After all, the Leeds ace is the first woman to win an Olympic boxing title and is the reigning flyweight Games champion.

On the contrary, the 33-year-old still has to qualify.

But that is quite all right with Adams, who is looking forward to proving she can still cut the mustard in the Turkey qualifiers before making more history at her second Olympics.

Former Burmantofts Amateur Boxing Club fighter Adams shot to fame at London 2012 where her defeat of world No 1 Ren Cancan in the flyweight final made her the first Olympic women’s boxing gold medallist in history.

The Yorkshire fighter has since become a household name with appearances on a multitude of TV shows including A League Of Their Own and All Star Family Fortunes. But it is her own fortunes at Rio 2016 that are top of the boxer’s priorities ahead of her forthcoming assignment for Great Britain at the European Continental qualification event in Samsun, Turkey.

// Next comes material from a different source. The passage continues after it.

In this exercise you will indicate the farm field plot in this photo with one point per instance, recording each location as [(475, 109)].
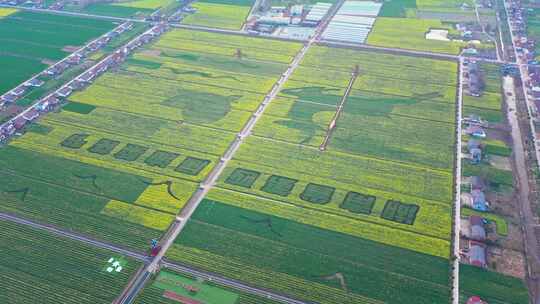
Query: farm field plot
[(405, 23), (165, 289), (328, 226), (37, 267), (29, 42), (533, 24), (133, 8), (305, 261), (410, 33), (393, 112), (488, 105), (491, 286), (121, 159), (228, 14)]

Competition began yesterday with Adams needing to reach the final in order to qualify for her second Olympics.

Should the flyweight fall short, next month’s World Championships offers a second and final chance to seal a place on the plane to South America.

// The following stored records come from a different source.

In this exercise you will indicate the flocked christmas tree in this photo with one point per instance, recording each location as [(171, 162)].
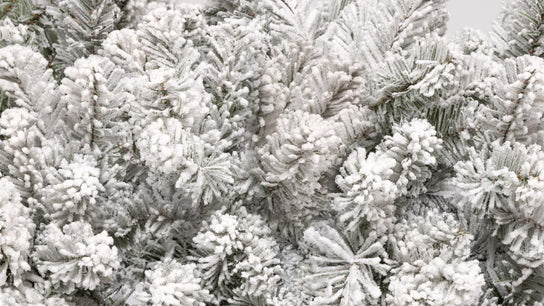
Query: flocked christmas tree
[(271, 152)]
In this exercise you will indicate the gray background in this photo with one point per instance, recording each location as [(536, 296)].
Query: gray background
[(479, 14)]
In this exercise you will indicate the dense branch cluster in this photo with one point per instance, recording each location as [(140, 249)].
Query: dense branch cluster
[(270, 152)]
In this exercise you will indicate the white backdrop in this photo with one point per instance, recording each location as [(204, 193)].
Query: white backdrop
[(479, 14)]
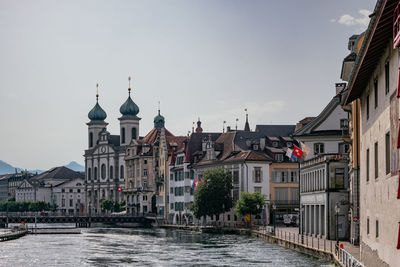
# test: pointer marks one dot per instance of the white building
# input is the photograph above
(47, 187)
(374, 81)
(105, 156)
(324, 172)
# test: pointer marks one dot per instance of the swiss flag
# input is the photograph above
(297, 151)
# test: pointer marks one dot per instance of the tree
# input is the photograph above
(107, 205)
(249, 203)
(212, 195)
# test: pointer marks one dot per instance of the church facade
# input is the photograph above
(105, 155)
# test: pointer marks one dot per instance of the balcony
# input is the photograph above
(346, 135)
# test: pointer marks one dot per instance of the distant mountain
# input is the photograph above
(75, 166)
(6, 168)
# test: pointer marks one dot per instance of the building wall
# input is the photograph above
(378, 200)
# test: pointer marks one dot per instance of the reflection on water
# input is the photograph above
(147, 247)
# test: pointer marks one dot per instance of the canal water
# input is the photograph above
(147, 247)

But Adams is planning on needing no second invitation as the boxer aims to prove she is not just as good as she was in the build-up to London 2012 but is actually even better.

Taking time out of her busy schedule before flying to Turkey, Adams told The Yorkshire Post: “I actually still have to qualify and go there and prove that I am worthy of a spot at the Olympics.

“But, do you know what, it actually feels pretty good because I think it kind of says a lot about your character if you are qualifying for the Games.

“It shows that you are still good enough and worthy enough to actually have a place to become an Olympian again.

“We’ve two chances to qualify which is more than we had last time – we just had one.

“Last time, it was the top eight at the World Championships but because there were so many people from Europe in the top eight we had to make the top four.

“It’s a lot nicer knowing that this isn’t your only shot to qualify for the Olympics!

“But I’m not planning on needing that second time around, it’s just going to get done, no messing around.”

Although Adams hopes to head to next month’s World Championships in Kazakhstan with qualification already achieved, the event is a hugely important competition for her. That is because a World Championship gold is the only medal missing from her impressive CV.

The flyweight would then make history merely by competing at Rio but Adams is quietly confident of retaining her crown, irrespective of the current world rankings.

Adams explained: “We have never had a double Olympic boxing champion before, either male or female. That’s going to be a huge incentive and I don’t think GB boxing has even had somebody just go to a second Olympics.

“I guess I will be one of the favourites being an Olympic champion but, as far as the rankings are concerned, I wasn’t able to do the World Championships last year because I had an operation so I missed out on a few ranking points.

“It would have been nice to have seen me higher up the board but I guess no matter what the ranking points and the rankings are, everybody knows that I am a force to be reckoned with.

“I think I am fifth in the world or something but I know last year I wasn’t even ranked at all until I was in the European Games and then I got some points back on the board.”

Expect plenty more points and prizes to follow, with Adams even sizing up the possibility of competing in her third Olympics at Tokyo 2020.

Adams warned: “I’m definitely a lot better boxer than I was four years ago and I think boxing is one of those sports where you get better as you get older as you get more experience.

“You are constantly learning all of the time and it’s not like sports like swimming and athletics where it’s all about how fast you go – as you get older you are not going to be as fast. In the boxing ring, you have the likes of Floyd Mayweather retiring at 37 undefeated and Carl Froch retiring at 37 – these boxers are boxing at their peak and they got better as they got older.

“I’ve been thinking maybe Tokyo, who knows, maybe I will try the professional game. At the moment, I am just trying to get through to Rio, get that challenge out of the way first.”